Defesa da institucionalização do Conselho dos TJs e críticas às mudanças no teto salarial marcam abertura de encontro

O presidente do Tribunal de Justiça do Tocantins (TJTO), desembargador Ronaldo Eurípedes, participou nesta quinta-feira (3/3) da abertura do 106º Encontro do Conselho dos Tribunais de Justiça em Campo Grande (MS). A cerimônia que abriu os trabalhos, no plenário do Tribunal de Justiça do Estado de Mato Grosso do Sul (TJMS), foi marcada pelo discurso do presidente do Conselho, desembargador Pedro Bitencourt Marcondes, do Tribunal de Justiça de Minas Gerais (TJMG). Ele defendeu a institucionalização da entidade como forma de fortalecer a Justiça Estadual e criticou o Projeto de Lei (PL) 3123/2015 que disciplina, em âmbito nacional, a aplicação do limite máximo remuneratório mensal de agentes políticos e públicos.

Ao defender a institucionalização do Conselho dos Tribunais de Justiça, por meio de emenda constitucional, o desembargador Pedro Bitencourt citou as críticas divulgadas em artigos na imprensa contra o Conselho e as rebateu. Para ele não há risco de enfraquecer o Conselho Nacional de Justiça (CNJ) caso o Conselho dos TJs seja incluído na Constituição. O presidente destacou a existência, sem questionamentos, dos conselhos da Justiça Federal e da Justiça do Trabalho, com atribuições de supervisionar as áreas administrativa, orçamentária, financeira e patrimonial das justiças Federal e do Trabalho.

O presidente também lembrou que os TJs respaldam a atuação do CNJ, mas ressaltou que é preciso aumentar a representação da Justiça Estadual na composição do conselho, considerada desproporcional ao seu tamanho. "Essa disparidade de representação leva a tomada de decisões inexequíveis pela Justiça Estadual", disse. "Buscamos uma participação proporcional efetiva para construir um diálogo eficaz e essencial para o aprimoramento e fortalecimento da Justiça Estadual", completou.

Temas

Em seu discurso, o presidente do Conselho falou dos temas que pautam esta edição do Conselho, entre elas, a proposta da  Associação dos Juízes Federais do Brasil (Ajufe) para que o corpo de juízes eleitorais de 1ª instância também seja formado por juízes federais. "Não há razões republicanas para essa mudança, pois somos referência internacional", disse.

Sobre o Projeto de Lei (PL) 3213/2015 que altera a aplicação do teto remuneratório mensal em tramitação no Congresso Nacional, o presidente do Conselho afirmou que  a proposta "afronta a Constituição Federal de forma casuística, demagógica e populista" e desrespeita a autonomia dos poderes e fere o pacto federativo.

Combate à morosidade

Também na abertura, o anfitrião, o presidente do Tribunal sul-mato-grossense, desembargador João Maria Lós destacou a criação da da Central de Processamento Eletrônico de Feitos Judiciais (CPE) como uma inovação local para combater a morosidade processual, um dos principais gargalos da Justiça Estadual.
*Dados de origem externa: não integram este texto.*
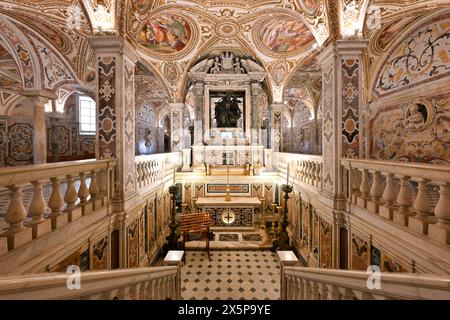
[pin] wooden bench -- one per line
(195, 222)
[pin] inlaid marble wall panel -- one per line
(133, 244)
(100, 251)
(350, 125)
(315, 235)
(417, 131)
(360, 253)
(326, 244)
(129, 130)
(391, 264)
(199, 190)
(328, 129)
(306, 228)
(422, 56)
(268, 194)
(188, 196)
(107, 107)
(142, 257)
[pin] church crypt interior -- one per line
(232, 149)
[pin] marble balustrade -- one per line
(152, 169)
(324, 284)
(412, 195)
(303, 169)
(21, 225)
(157, 283)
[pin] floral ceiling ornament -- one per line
(73, 20)
(102, 14)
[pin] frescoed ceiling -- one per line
(9, 72)
(284, 36)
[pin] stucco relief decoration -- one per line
(316, 15)
(107, 107)
(171, 72)
(283, 35)
(423, 56)
(328, 131)
(418, 131)
(166, 33)
(23, 54)
(350, 110)
(55, 72)
(21, 141)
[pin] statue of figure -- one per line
(227, 112)
(237, 66)
(217, 66)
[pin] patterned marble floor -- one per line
(235, 275)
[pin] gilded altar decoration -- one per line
(165, 33)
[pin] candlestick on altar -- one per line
(287, 182)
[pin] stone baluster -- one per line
(356, 183)
(71, 197)
(40, 226)
(313, 173)
(333, 292)
(315, 291)
(307, 286)
(16, 214)
(376, 192)
(323, 290)
(421, 205)
(83, 192)
(441, 231)
(364, 189)
(318, 175)
(389, 197)
(56, 203)
(401, 216)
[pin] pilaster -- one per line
(115, 61)
(276, 114)
(342, 85)
(176, 125)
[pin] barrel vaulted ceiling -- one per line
(284, 36)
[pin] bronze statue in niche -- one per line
(227, 112)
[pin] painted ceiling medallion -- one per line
(283, 35)
(227, 29)
(166, 33)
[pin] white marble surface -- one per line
(235, 202)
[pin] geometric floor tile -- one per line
(231, 275)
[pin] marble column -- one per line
(199, 92)
(276, 110)
(342, 77)
(257, 96)
(176, 125)
(115, 62)
(38, 100)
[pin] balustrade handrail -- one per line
(392, 286)
(25, 174)
(54, 286)
(297, 156)
(160, 156)
(416, 170)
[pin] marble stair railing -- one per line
(303, 169)
(413, 195)
(23, 224)
(152, 169)
(325, 284)
(156, 283)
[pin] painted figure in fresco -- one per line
(227, 112)
(166, 33)
(285, 35)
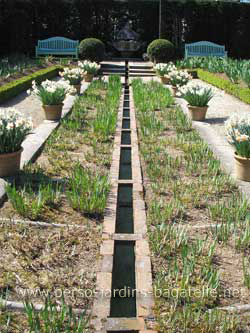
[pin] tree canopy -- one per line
(23, 22)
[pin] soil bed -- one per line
(192, 190)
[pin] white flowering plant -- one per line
(73, 75)
(238, 134)
(52, 92)
(195, 94)
(13, 130)
(89, 67)
(164, 68)
(178, 78)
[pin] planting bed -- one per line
(193, 191)
(67, 185)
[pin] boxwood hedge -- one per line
(15, 87)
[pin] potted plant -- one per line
(52, 95)
(178, 78)
(238, 135)
(197, 97)
(13, 130)
(74, 76)
(90, 69)
(162, 70)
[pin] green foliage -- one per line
(92, 49)
(104, 123)
(229, 87)
(88, 191)
(54, 320)
(14, 88)
(197, 95)
(160, 50)
(29, 203)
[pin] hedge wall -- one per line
(16, 87)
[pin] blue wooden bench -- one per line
(57, 46)
(204, 49)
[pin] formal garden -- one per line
(124, 167)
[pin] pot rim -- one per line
(12, 153)
(61, 104)
(194, 106)
(240, 157)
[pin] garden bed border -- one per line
(33, 144)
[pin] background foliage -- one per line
(23, 22)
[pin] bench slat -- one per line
(57, 45)
(204, 48)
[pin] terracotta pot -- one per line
(10, 163)
(242, 167)
(174, 90)
(88, 77)
(164, 80)
(53, 112)
(197, 113)
(78, 88)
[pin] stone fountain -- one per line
(127, 41)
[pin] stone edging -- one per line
(34, 142)
(101, 320)
(220, 148)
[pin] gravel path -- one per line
(221, 107)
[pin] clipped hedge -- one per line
(16, 87)
(160, 50)
(92, 49)
(242, 93)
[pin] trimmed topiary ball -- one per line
(160, 50)
(92, 49)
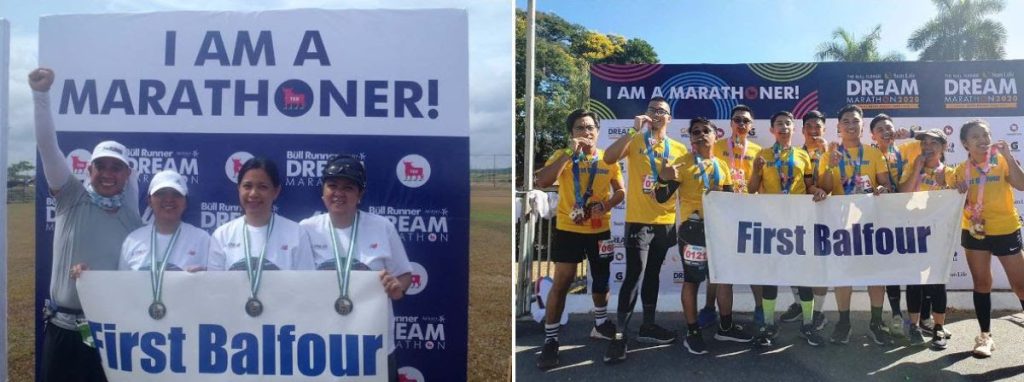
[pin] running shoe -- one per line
(938, 342)
(651, 333)
(841, 334)
(766, 337)
(694, 342)
(549, 355)
(983, 345)
(878, 334)
(707, 316)
(811, 335)
(604, 331)
(915, 337)
(820, 321)
(793, 313)
(616, 350)
(734, 334)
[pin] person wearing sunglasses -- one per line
(650, 226)
(346, 234)
(857, 169)
(588, 188)
(739, 153)
(92, 219)
(790, 171)
(260, 239)
(695, 174)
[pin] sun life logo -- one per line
(233, 164)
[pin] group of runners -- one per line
(666, 174)
(99, 218)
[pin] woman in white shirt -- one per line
(268, 241)
(370, 239)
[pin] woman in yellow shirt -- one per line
(990, 223)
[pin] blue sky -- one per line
(750, 31)
(491, 54)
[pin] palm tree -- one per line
(961, 32)
(845, 47)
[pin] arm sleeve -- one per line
(54, 167)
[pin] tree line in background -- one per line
(961, 31)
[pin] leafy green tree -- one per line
(563, 54)
(962, 32)
(845, 47)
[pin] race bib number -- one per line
(694, 253)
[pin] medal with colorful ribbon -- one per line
(343, 305)
(157, 308)
(254, 307)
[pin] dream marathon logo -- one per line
(887, 90)
(225, 96)
(980, 90)
(420, 332)
(705, 92)
(417, 225)
(305, 168)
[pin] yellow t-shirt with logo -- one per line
(691, 186)
(872, 165)
(601, 191)
(770, 181)
(641, 207)
(997, 208)
(737, 160)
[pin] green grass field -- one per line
(489, 297)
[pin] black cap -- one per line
(346, 166)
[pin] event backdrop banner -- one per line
(941, 95)
(207, 335)
(895, 239)
(202, 92)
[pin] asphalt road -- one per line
(791, 359)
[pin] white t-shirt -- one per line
(288, 250)
(377, 245)
(189, 250)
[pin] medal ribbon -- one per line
(343, 279)
(255, 276)
(848, 183)
(785, 182)
(157, 269)
(583, 196)
(650, 153)
(704, 173)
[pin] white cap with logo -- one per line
(110, 149)
(168, 179)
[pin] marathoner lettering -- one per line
(860, 240)
(371, 98)
(272, 351)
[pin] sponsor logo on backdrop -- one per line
(980, 90)
(304, 168)
(416, 224)
(883, 90)
(420, 279)
(413, 170)
(148, 162)
(410, 374)
(78, 162)
(214, 214)
(233, 165)
(420, 332)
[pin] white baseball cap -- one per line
(168, 179)
(110, 149)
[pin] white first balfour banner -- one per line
(207, 335)
(860, 240)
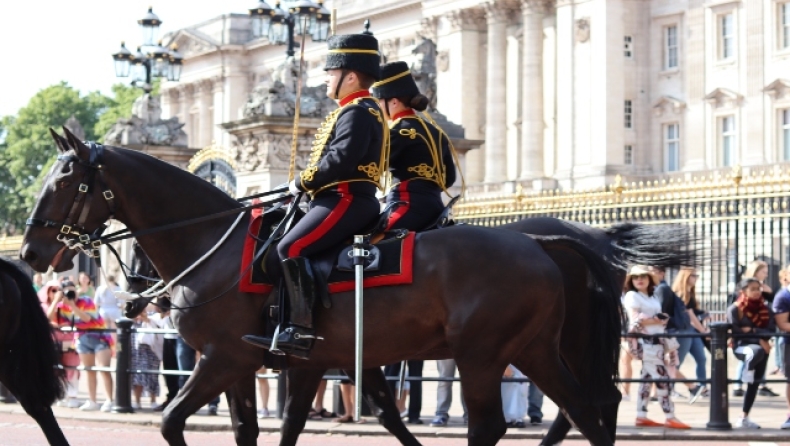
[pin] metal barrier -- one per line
(719, 382)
Segundo o presidente, a central, chamada de “Cartório do Futuro” agiliza a tramitação dos processos na 1ª Instância e supera a dificuldade de formação da força de trabalho.

Encontro

Nesta sexta-feira (4/3) os trabalhos do 106º Encontro do Conselho dos Tribunais de Justiça terão o pronunciamento do vice-presidente da República, Michel Temer às 9 horas, seguido por palestras sobre Escritório Digital, com o Conselheiro do CNJ Carlos Augusto de Barros Levenhagen e o juiz auxiliar da Presidência do CNJ, Bráulio Gabriel Gusmão. Ainda pela manhã,  a ministra do STJ e Corregedora Nacional de Justiça Nancy Andrighi fará palestra sobre competência delegada da Justiça Federal.

À tarde a palestra será “Justiça Eleitoral”, com o presidente da Associação dos Magistrados Brasileiros (AMB), juiz João Ricardo dos Santos Costa. Também serão discutidos os assuntos internos que embasarão a Carta de Campo Grande.